Thoughts from our Domestic Equity Team
Following a more cautious stance this summer, we have had a bullish outlook on equities since mid-September. The underpinnings for this view include: (1) slow and steady U.S. economic growth; (2) accommodative central bank policies globally; and (3) promising developments in the major international economies, including Europe, Japan and China. Recent data and events have given us greater conviction in several aspects of this approach.
With respect to U.S. economic growth, the third quarter GDP report is generally viewed cautiously by economists, as its strong headline report of +2.8% growth comes with the caveat that much of this growth was increased inventories, with just +1.7% growth in final demand. However, we note that final demand was impacted by a slowdown in government activity, with private sector final demand growing at a healthy +2.7% clip. While growth remains slow and steady, we believe it is increasingly of a higher quality as it is led by the private sector. This dynamic is also evident in the employment data where the 204,000 jobs created in October came from the private sector, with government payrolls actually declining by 8,000.
Regarding monetary policy, the nomination of Janet Yellen to be the next Federal Reserve Chair and the substance of two Federal Reserve papers presented at a recent International Monetary Fund research conference both suggest that the Fed will retain its accommodative stance for some time to come. Abroad, European Central Bank President Mario Draghi reduced the key refinancing rate, and Bank of Japan Governor Haruhiko Kuroda promised to continue easing monetary policy through next year and to offer additional stimulus in response to emerging risks.

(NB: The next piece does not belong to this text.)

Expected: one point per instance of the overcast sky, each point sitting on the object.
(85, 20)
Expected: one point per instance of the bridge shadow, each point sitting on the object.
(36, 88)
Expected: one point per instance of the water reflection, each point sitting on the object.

While these items appear to us to bode well for the equity markets, we are also monitoring several near-term risks, including the possibility of a slowdown in holiday shopping due to the upcoming season being shorter than normal, and the specter of another U.S. government shutdown in January. We currently think that consumers will meet expectations for holiday spending, helped by employment and income growth, lower gasoline prices and creative merchandising by retailers. On the fiscal front, the negative public perception of last month’s government shutdown and debt ceiling impasse may reduce the risk of another similar episode derailing growth in early 2014, although it is difficult to predict how the political negotiations will play out. Barring other unforeseen circumstances, we currently expect the equity markets to continue to advance in the coming months.